I must have written to more than 10 people, spoken to countless PR persons (usually I don't call more than 1 person until I've been turned down. You don't want to have to tell someone whom you've just begged to come onto your show that another person has also confirmed in the meantime and you're sorry but you don't need them anymore).   

In the end, I got an economist and a consumer activist to talk about whether boycotts have been successful in changing policies and what it would take to organise a successful boycott. 

Recording with Dr M
The first thing I noticed about the man was how frail he seemed. But his mental faculties were as sharp as ever. He advocated a less hardline stand than the one he had taken just several days ago. I asked him if he had told people to stop working in McDonald's and Starbucks, a comment he's reported as having made but he denied he saying that. Am still kicking myself for not asking him why his government never advocated a boycott of Myanmar over its human rights abuses. 

Note: A good friend of mine was part of a boycott against Pepsi when she was in university in the UK.  I asked her recently if she'd do the same thing now. She said no because she had come to realise that in certain cases it's more effective to try to effect change from within. As for Pepsi, it eventually withdrew from Myanmar. But there's been no regime change in the country and last I checked Suu Kyi was still under house arrest. 

Saturday, January 17, 2009

Vernacular Schools - stumbling block to national unity?


Professor Emeritus Tan Sri Khoo Kay Kim, University Malaya
(in favour of single education system)

(in favour of vernacular education)

This issue became a talking point again late last year when Mukhriz Mahathir called for vernacular schools to be abolished to stem racial polarisation in the country. In views echoing that, Prof Khoo suggested that the Chinese and Indians in Malaysia should consider giving up vernacular education. He suggested that vernacular schools had produced Malaysians who couldn't converse in either Bahasa Malaysia or English.
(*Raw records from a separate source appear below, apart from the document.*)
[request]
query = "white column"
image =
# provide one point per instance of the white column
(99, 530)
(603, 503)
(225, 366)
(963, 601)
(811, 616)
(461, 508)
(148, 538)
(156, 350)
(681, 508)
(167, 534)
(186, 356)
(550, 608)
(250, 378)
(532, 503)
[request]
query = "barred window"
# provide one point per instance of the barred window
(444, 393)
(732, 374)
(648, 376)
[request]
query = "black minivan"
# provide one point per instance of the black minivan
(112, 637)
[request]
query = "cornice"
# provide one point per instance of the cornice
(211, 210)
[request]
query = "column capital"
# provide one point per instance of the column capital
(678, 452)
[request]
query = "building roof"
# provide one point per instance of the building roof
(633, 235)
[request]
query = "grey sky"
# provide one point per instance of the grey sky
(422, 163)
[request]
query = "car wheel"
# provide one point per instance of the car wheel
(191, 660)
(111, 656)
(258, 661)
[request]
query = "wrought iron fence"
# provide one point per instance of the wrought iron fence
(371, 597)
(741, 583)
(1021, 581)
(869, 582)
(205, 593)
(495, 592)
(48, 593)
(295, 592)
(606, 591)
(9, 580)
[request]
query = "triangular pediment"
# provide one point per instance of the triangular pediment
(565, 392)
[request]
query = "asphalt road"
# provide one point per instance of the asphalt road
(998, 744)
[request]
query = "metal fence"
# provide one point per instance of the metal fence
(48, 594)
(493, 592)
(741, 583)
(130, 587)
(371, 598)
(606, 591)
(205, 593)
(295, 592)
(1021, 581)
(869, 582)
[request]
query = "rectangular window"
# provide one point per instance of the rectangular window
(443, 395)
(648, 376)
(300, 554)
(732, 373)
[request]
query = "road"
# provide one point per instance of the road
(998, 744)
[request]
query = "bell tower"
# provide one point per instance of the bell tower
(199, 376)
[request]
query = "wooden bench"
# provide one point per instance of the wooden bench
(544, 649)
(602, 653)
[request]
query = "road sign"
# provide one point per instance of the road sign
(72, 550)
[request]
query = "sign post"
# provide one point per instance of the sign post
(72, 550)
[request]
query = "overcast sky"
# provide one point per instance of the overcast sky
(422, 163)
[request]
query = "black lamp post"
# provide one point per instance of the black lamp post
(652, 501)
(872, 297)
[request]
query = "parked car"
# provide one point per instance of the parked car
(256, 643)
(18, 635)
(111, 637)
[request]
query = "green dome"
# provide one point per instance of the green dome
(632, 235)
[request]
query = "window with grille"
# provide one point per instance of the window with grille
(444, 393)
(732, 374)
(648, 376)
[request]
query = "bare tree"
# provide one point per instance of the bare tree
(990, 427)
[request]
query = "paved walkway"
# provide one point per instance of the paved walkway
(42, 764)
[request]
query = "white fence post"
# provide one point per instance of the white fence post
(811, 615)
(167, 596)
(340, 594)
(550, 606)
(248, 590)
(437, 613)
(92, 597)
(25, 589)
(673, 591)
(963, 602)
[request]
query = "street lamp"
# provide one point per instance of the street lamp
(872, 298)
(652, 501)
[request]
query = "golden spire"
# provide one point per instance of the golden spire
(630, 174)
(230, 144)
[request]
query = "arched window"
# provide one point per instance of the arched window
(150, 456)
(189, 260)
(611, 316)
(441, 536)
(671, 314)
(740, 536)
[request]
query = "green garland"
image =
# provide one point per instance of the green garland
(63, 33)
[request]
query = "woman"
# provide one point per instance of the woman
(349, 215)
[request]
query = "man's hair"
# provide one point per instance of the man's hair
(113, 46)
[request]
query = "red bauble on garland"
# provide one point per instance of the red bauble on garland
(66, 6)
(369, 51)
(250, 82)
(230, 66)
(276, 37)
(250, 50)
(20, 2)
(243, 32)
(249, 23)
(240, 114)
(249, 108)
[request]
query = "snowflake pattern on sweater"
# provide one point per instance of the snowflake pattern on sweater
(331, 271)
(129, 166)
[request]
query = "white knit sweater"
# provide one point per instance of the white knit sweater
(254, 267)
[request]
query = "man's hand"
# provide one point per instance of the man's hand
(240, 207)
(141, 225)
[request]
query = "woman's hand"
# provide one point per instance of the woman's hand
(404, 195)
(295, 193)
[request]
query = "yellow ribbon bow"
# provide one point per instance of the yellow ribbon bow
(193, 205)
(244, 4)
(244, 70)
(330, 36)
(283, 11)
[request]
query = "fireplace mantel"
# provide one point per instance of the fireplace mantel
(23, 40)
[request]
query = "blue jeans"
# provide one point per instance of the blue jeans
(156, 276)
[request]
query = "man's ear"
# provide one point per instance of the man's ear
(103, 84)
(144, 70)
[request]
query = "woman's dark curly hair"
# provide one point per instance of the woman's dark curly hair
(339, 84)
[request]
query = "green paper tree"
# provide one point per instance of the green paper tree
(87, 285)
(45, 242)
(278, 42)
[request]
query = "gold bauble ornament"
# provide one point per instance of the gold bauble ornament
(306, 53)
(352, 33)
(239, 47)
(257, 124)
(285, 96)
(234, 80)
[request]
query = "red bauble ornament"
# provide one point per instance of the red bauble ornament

His statement got some parties pretty riled up. MCA issued a strongly worded statement, saying the Prof's stand is no different from Malay extremists'. 

I wanted desperately to get Dr Mahathir into the studio for this topic, knowing his stand against vernacular schools. But to no avail. So I got the Prof into the studio to explain his stand and to ask him if he had any regrets over what he'd said in view of the furore his comments had created. Nope. And to defend vernacular schools, a representative from Dong Zong who basically argued that vernacular schools isn't just about learning a language, it's about learning a culture and values. Which, to my mind, then begs the question - where should young Malaysian children go to learn how to be Malaysian?   

Caveat: I've been labelled a "banana" most of my life, despite the fact that I speak decent Cantonese and a smattering of Hokkien. So I wouldn't be the first person to defend the existence of vernacular schools and I do wonder if this colours my views on this topic a litte. 

Saturday, January 10, 2009

Maths and Science in English?


Datin Noor Azimah Abdul Rahim, chairman, Parent Action Group for Education (PAGE)
(in favour of Maths and Science in English)

Professor Emeritus Isahak Haron, Universiti Pendidikan Sultan Idris
(in favour of Maths and Science in Bahasa Malaysia/mother tongue)

The maiden episode of POV attracted lots of comments from office personnel surprisingly. The producing team was surprised that in our very own back yard, were so many people with passionate opinions about this subject. Pity we don't allow NTV7 staff to appear on the Vox Pops segments. I'm sure we would have had a lot of great soundbites from the guys in the editing department, the cameramen, production crew - it seemed like everyone actually had something to say about maths and science.

Securing the guests for this show was relatively easy because there are a fair number of lobby groups formed by parents who are keen to be heard in the mainstream media on this subject. The debate did get somewhat heated with the Professor - I find out later that the producing team thought it was almost a little too heated.

We also got great feedback from the viewers although there were a fair number of viewers who also felt I was a little too hard on the guests.